信士は食べながら、昨日、沢村先生に言われたことを聞いてみた。
「前から気になってたんだけど、父さんはどうしていないの?」
「………あ、あぁ、父さんは信士の幼い頃に亡くなったの」
「……へぇ」
「あ、そうだ!」
そう言い、母さんは青い色のケータイを取り出した。
「これね、信士のケータイ。
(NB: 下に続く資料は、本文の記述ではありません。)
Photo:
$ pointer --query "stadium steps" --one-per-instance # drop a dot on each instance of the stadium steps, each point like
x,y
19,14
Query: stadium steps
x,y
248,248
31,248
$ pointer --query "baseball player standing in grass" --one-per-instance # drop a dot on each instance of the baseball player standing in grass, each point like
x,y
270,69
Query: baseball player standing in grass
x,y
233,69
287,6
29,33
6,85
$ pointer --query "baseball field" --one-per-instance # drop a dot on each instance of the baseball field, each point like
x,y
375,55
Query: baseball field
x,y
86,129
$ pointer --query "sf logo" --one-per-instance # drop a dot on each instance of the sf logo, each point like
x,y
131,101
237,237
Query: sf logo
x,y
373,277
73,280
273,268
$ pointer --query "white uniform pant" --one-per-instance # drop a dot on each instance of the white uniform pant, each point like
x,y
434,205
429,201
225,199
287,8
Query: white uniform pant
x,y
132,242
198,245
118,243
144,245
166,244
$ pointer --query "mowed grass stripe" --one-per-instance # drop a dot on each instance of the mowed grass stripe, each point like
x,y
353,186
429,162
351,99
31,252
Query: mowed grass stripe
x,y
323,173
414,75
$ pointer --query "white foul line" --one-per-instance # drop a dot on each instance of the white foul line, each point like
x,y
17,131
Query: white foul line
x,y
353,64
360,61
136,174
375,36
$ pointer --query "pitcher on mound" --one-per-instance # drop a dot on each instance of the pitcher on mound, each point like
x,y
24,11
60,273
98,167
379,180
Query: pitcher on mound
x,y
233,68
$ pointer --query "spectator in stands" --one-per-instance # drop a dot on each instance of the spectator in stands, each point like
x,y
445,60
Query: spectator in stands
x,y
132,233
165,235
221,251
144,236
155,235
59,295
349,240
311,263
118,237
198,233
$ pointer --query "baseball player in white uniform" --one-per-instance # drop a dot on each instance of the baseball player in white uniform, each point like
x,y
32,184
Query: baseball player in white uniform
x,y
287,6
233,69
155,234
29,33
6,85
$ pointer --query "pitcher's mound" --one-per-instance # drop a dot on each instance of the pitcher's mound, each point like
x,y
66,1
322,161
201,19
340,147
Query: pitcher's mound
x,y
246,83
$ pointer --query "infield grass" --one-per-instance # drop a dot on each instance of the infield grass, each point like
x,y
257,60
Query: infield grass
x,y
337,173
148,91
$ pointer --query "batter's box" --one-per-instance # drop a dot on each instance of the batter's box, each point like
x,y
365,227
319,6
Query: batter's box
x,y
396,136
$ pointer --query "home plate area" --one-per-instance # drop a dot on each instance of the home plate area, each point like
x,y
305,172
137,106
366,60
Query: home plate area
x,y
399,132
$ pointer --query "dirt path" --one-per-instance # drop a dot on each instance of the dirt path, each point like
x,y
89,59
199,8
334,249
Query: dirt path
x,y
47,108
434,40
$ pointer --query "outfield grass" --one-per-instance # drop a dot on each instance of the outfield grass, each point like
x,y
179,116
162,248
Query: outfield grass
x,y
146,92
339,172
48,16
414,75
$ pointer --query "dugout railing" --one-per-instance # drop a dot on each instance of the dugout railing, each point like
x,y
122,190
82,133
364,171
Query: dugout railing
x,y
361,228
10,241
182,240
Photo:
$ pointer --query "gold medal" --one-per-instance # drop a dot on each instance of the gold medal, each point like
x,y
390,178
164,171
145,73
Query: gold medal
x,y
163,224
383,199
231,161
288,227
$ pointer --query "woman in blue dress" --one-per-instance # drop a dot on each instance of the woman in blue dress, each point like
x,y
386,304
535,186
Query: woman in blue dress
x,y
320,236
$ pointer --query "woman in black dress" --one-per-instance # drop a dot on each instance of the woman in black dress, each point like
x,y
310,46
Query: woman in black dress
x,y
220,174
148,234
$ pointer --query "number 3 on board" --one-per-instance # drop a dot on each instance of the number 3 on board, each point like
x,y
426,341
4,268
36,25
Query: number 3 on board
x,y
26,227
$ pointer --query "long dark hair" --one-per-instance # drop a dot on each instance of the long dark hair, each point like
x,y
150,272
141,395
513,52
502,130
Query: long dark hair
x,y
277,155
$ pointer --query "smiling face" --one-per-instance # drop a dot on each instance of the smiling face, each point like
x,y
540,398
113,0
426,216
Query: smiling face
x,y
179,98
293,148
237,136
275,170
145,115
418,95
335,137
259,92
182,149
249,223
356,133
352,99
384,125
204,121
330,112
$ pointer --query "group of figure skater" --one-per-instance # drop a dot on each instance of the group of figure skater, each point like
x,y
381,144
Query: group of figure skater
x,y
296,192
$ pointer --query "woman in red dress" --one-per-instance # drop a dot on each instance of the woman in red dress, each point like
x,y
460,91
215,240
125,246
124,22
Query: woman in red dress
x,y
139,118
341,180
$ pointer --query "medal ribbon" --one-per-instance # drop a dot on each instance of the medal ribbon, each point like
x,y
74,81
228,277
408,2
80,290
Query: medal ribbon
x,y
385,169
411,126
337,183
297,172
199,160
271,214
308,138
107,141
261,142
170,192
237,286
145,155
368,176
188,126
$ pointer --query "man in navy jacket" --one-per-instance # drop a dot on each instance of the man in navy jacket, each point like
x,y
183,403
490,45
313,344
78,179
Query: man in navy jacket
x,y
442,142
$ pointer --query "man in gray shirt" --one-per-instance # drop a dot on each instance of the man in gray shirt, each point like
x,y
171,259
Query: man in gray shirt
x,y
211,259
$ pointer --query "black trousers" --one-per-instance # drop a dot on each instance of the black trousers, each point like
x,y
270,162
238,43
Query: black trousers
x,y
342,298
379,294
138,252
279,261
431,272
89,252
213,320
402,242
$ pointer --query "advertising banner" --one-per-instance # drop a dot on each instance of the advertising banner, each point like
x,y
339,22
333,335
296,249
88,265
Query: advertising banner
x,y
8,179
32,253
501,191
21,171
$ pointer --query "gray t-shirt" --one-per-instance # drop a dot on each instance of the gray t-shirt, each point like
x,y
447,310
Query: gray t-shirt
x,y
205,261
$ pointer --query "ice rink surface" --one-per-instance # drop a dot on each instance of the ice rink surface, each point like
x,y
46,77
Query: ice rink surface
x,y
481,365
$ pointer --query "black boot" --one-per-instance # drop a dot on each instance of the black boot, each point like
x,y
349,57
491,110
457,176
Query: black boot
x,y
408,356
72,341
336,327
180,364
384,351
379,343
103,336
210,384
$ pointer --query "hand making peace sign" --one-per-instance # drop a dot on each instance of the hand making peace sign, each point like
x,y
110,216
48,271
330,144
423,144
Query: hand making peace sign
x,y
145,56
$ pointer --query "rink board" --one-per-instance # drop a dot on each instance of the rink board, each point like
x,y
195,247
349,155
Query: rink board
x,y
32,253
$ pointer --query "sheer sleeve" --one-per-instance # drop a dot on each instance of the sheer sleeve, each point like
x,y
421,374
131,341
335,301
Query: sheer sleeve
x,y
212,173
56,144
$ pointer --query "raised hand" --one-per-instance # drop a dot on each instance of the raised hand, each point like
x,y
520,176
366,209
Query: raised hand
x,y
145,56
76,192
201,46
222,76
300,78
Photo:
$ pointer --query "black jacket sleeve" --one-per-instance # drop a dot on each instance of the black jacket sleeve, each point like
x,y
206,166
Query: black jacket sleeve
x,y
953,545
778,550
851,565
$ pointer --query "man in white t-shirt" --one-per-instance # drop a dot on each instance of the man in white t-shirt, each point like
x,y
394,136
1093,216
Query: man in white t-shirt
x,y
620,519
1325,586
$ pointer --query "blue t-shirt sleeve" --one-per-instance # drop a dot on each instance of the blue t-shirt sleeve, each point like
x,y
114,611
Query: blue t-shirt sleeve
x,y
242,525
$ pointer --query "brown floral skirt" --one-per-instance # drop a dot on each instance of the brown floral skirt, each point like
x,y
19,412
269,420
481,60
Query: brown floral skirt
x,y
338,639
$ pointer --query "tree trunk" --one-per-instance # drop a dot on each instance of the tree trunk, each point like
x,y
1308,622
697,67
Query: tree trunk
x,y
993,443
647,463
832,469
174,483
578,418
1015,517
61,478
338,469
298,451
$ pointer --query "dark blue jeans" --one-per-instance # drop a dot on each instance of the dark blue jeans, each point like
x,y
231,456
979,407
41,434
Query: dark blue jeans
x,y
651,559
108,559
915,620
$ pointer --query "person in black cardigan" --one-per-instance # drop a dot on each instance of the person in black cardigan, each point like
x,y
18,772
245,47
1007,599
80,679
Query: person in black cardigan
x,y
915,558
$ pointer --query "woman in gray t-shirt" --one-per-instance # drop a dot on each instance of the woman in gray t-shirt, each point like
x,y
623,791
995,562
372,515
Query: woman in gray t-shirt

警察の人が捜査の為に使ってたんだけど昨日、返されたの」
「うん、ありがとう…」
アドレス帳を見てみると、陸上部のみんなと洋介のメアドもあった。
他にも、知らない名前が幾つかあるけど、おそらく野球の仲間だろう。
「信士」
「ん?」
「もし、命が狙われるようなことがあったら、今度は永井さんに従って…」
「本当は今すぐにでも、隠れさせるのが正しいのかもしれないけど、信士の好きにさせたいから」
「…分かった、でも、見つかるまでは好きにやるよ」
母さんは少し笑って、「買い物に行くから」と家をでた。
父さんは亡くなったんだ。
いったい、どんな人だったんだろう。
信士は、試しにメールしてみようと思ったが、テスト前だということを思い出し、勉強する事にした。
「おはよー」
朝、詩織にいきなり背中を叩かれた。
「おはよう……」
「どしたの、元気ないじゃん?」
「みんな、どんな顔するかなってさ…、また、質問攻めは覚悟してるけどね」
ずっと、不安。
でも、乗り越えないと。
「…大丈夫だよ」
「みんな、信士が帰って来るのを待ってたんだから」
「うん」
信士は2年1組の教室のドアに手をかけた。
ガラッ
教室を見回すと、何人かの生徒達がもう来ていた。
生徒達は信士を見た途端、
「信士!!」
「大丈夫!?」
「復活じゃん!!」
生徒達はいきなり、信士を取り囲んだ。